According to the Glass Packaging Institute, “glass is 100 percent recyclable and can be recycled endlessly without loss in quality or purity.” This is something that most other food and beverage packaging options can’t claim. But glass, one of the original recyclables, is fast becoming a burden to some single-stream recycling programs around the country.

Knoxville, Tennessee is the latest city to succumb. The city stopped accepting glass in its curbside recycling program effective January 1st 2017.

The main issue sited with glass being collected within Knoxville’s single-stream recycling system, as reported by Waste Dive, is that mixed glass has a low financial value and broken glass contaminates other materials. The city of Knoxville will be adding new locations in hopes of having residents bring their glass to drop off centers to be recycled.

An article in the Atlanta Journal-Constitution in December 2015 explains it this way, “as local governments have encouraged residents to pile all their recyclables in one bin, the cost of sorting materials has gone up.”

Many residents are understandably upset that they are no longer able to recycle their glass.

In Houston, after the city introduced plans to remove glass recycling, the residents were able to change their cities plan by voicing their outrage. According to Waste Dive, “After months of backlash following Houston’s decision to eliminate glass recycling from its contract with Waste Management, a new plan has been put in place to help residents recycle the commodity.”
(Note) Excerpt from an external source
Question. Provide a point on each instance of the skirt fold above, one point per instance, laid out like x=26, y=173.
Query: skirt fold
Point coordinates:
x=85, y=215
There is another answer that many programs have gone to rather than banning glass from their single-stream recycling programs. They have put in optical sorting equipment that is able to do the sorting that isn’t safe or cost effective for workers to do.

To see how some of that equipment works, the National Public Radio’s (NPR) website has a video showing the machine used at a New Jersey facility for sorting glass and making bottles: How a Used Bottle Becomes a New Bottle. View the video at http://www.npr.org/sections/money/2013/06/20/190741862/video-how-a-used-bottle-becomes-a-new-bottle.

We need to continue the conversation about these recycling issues with our local governments, industry groups, manufacturers and others to find real solutions about how we can handle waste materials that are challenging but are still worth keeping out of our landfills.